Although not considered one of the roughest players of his era, Pitre still had a bulky frame and could still handle himself physically if he had to, which in some seasons resulted in a fairly high amount of penalty minutes.

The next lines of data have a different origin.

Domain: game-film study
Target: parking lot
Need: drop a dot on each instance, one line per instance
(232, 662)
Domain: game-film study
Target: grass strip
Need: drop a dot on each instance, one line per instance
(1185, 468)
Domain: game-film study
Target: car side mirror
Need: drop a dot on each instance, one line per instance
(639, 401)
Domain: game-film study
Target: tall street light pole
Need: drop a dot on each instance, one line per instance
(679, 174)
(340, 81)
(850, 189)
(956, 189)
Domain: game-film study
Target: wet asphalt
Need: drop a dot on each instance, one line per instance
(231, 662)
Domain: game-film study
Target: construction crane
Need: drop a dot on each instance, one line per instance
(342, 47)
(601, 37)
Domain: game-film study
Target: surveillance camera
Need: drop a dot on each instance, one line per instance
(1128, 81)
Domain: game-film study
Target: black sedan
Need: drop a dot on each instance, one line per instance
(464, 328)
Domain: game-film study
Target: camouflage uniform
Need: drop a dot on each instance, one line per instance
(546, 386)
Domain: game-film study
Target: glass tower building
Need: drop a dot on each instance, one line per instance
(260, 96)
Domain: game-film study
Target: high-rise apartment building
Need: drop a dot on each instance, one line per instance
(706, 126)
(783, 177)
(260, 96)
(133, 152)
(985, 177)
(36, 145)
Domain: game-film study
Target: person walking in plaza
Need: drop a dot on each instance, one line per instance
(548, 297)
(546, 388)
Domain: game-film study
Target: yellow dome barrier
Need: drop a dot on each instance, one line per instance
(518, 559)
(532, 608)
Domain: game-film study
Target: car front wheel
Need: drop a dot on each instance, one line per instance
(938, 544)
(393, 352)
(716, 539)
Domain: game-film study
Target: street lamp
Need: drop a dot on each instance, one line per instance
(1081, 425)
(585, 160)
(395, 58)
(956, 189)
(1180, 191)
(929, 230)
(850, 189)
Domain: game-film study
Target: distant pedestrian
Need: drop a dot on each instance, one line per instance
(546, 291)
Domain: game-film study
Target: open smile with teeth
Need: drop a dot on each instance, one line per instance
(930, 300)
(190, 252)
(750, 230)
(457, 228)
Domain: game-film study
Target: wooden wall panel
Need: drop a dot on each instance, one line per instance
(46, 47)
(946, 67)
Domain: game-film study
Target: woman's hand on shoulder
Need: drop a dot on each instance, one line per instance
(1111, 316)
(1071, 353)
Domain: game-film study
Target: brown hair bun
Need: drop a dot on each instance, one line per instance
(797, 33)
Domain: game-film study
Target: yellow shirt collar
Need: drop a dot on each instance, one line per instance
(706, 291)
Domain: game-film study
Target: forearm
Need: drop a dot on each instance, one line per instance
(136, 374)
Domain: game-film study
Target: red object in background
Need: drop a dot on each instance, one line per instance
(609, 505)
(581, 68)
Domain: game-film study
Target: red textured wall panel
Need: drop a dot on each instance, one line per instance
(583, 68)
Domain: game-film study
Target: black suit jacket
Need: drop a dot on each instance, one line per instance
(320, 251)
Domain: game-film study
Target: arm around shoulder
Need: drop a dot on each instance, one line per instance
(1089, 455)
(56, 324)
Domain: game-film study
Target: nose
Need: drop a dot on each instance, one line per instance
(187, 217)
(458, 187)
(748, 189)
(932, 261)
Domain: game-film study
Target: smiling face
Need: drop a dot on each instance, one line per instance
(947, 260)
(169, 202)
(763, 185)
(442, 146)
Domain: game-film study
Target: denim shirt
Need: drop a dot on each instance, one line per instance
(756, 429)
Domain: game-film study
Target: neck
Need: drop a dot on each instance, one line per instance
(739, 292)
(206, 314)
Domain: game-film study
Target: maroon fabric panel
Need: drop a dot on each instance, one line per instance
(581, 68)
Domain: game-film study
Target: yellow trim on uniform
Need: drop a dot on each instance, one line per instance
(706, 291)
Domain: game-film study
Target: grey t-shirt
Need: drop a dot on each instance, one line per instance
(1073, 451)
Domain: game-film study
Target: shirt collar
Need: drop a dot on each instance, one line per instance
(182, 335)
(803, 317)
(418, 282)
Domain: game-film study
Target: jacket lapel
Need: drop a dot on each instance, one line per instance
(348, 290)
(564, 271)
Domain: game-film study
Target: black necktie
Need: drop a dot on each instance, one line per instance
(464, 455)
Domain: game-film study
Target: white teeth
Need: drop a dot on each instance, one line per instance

Outside of ice hockey Pitre also played lacrosse, with the Montreal Nationals, and during the 1913 season, he ended up in a Toronto police court after he had lost his temper during a game in Toronto on July 26, between the Nationals and the Torontos, and punched referee Thomas Humphreys in the face. Pitre claimed that he used a similar shot technique in hockey as he did in lacrosse, except for a lower type of movement in his hockey shot and the speed amounted from his skating.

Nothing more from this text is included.